Solltest du dich fragen, wie es mit der Personalisierung von Fahrzeugen in GRID aussieht, dann lies gerne hier weiter: Es gibt die Möglichkeit, Fahrzeuge zu personalisieren, doch diese Änderungen sind, soweit ich es beobachten konnte, ausschließlich kosmetisch. Mit jedem erfolgreich abgeschlossenen Rennen steigst du in deinem Level auf und erhältst Geld, womit du Skins freischalten oder kaufen kannst. Darüber hinaus gibt es sogenannte Banner und Panels, also Hintergründe für dein Profil und deinen Gamertag, die du mit steigendem Level – ähnlich wie in Destiny – freischalten und anpassen kannst. Die sogenannten Accolades sind eine Art „Achievements innerhalb von Achievements“. Diese erhältst du nach erfolgreichem Abschluss einer Aufgabe und kannst sie in Form von Stickern auf dein Profil „kleben“, das für jeden Online-Spieler sichtbar ist.
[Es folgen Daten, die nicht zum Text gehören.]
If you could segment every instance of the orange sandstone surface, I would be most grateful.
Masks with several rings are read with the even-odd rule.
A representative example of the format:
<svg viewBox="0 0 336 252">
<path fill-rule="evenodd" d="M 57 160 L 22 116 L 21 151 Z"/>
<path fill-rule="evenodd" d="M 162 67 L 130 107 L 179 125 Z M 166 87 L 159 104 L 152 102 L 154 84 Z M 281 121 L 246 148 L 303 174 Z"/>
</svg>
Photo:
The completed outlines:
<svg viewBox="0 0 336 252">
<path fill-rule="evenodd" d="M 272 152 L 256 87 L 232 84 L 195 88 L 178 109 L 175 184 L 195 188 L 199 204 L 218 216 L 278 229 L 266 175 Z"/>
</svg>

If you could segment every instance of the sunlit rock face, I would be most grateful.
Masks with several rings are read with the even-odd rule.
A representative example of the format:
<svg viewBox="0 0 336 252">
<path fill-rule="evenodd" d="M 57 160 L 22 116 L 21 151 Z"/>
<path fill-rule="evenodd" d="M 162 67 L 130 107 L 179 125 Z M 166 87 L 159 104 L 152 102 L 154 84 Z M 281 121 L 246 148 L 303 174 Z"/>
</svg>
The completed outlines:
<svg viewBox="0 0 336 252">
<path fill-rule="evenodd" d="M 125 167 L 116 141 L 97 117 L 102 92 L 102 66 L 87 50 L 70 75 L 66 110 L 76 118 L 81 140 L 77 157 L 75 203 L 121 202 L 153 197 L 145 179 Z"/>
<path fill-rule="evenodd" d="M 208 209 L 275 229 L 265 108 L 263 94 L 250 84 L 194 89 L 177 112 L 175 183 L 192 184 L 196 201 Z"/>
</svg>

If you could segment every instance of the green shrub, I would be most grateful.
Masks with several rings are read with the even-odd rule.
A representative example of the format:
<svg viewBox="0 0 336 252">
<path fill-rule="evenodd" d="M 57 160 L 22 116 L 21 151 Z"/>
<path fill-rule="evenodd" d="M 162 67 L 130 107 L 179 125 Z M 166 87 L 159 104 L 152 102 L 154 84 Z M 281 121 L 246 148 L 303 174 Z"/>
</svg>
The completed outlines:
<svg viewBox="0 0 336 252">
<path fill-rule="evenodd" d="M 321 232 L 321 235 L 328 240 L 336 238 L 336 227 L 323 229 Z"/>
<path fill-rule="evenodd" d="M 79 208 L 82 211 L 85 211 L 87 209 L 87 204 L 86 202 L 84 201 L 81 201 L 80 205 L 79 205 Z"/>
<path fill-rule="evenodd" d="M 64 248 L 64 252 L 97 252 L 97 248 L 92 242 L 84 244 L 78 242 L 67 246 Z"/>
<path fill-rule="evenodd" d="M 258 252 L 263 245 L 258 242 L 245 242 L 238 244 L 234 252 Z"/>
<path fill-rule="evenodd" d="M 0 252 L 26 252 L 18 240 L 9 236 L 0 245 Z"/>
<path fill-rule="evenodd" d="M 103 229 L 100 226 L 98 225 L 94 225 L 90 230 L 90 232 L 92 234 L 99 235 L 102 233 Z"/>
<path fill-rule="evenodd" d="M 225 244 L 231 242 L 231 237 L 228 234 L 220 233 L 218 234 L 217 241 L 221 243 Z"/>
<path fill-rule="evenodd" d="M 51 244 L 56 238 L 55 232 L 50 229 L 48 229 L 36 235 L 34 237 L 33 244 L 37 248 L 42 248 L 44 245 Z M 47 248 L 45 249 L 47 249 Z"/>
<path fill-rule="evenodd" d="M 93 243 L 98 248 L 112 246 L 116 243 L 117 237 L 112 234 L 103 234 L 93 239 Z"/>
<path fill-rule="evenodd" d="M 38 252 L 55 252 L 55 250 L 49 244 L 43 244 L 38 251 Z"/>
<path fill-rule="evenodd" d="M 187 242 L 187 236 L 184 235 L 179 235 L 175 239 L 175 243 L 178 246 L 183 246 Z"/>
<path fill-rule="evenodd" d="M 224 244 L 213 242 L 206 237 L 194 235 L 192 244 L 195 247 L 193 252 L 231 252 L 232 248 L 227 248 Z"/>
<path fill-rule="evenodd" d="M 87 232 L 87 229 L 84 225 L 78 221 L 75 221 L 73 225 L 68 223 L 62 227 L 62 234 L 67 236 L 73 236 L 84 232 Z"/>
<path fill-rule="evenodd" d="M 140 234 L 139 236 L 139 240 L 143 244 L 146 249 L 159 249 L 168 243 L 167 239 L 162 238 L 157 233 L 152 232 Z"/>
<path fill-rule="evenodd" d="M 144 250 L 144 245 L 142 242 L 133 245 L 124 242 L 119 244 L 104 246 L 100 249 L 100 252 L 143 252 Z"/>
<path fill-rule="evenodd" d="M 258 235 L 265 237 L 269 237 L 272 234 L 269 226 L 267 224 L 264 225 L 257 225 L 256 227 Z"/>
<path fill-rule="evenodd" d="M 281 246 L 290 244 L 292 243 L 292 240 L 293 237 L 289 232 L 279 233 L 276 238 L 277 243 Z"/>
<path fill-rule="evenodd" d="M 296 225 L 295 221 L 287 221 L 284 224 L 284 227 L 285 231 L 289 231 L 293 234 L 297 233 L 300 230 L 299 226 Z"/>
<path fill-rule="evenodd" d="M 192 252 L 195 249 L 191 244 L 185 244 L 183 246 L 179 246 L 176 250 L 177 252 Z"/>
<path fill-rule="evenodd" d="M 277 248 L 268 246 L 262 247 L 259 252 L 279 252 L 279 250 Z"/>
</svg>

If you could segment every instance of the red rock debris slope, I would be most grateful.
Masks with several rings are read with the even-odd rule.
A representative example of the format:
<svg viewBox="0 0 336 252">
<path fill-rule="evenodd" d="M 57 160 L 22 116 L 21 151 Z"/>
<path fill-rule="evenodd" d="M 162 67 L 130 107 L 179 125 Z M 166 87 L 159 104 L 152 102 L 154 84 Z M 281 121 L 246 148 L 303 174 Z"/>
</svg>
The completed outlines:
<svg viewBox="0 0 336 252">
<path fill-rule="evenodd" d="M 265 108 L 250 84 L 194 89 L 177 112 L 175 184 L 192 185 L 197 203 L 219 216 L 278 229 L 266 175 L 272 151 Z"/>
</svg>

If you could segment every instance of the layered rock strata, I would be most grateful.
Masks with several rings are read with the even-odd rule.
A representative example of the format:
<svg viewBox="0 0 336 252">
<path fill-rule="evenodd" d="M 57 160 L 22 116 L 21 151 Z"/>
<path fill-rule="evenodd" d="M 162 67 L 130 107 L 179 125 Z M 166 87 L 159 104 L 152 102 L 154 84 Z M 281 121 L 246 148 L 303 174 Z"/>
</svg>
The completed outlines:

Apropos Need for Speed – erkennst du immer den Unterschied?

 

Immerhin kann ich abschließend sagen, dass mir GRID gezeigt hat, dass meine Angst vor Rennsimulationen total unbegründet war. Der dynamische Schwierigkeitsgrad des Spiels ermöglicht es mir, mich langsam an das Genre heranzutasten, indem ich zunächst „arcadig“ beginne und nach und nach den Grad der Simulation hochschrauben kann.

Auch wenn ich bei dem Event kein einziges Mal als Sieger aus einem Rennen hervorging, hat mir das Spielen sehr viel Spaß gemacht – und genau das ist auch laut Smith auch das Ziel von GRID. In diesem Sinne: Mission accomplished. GRID erscheint voraussichtlich am 13. September 2019 für PS4, Xbox One und den PC.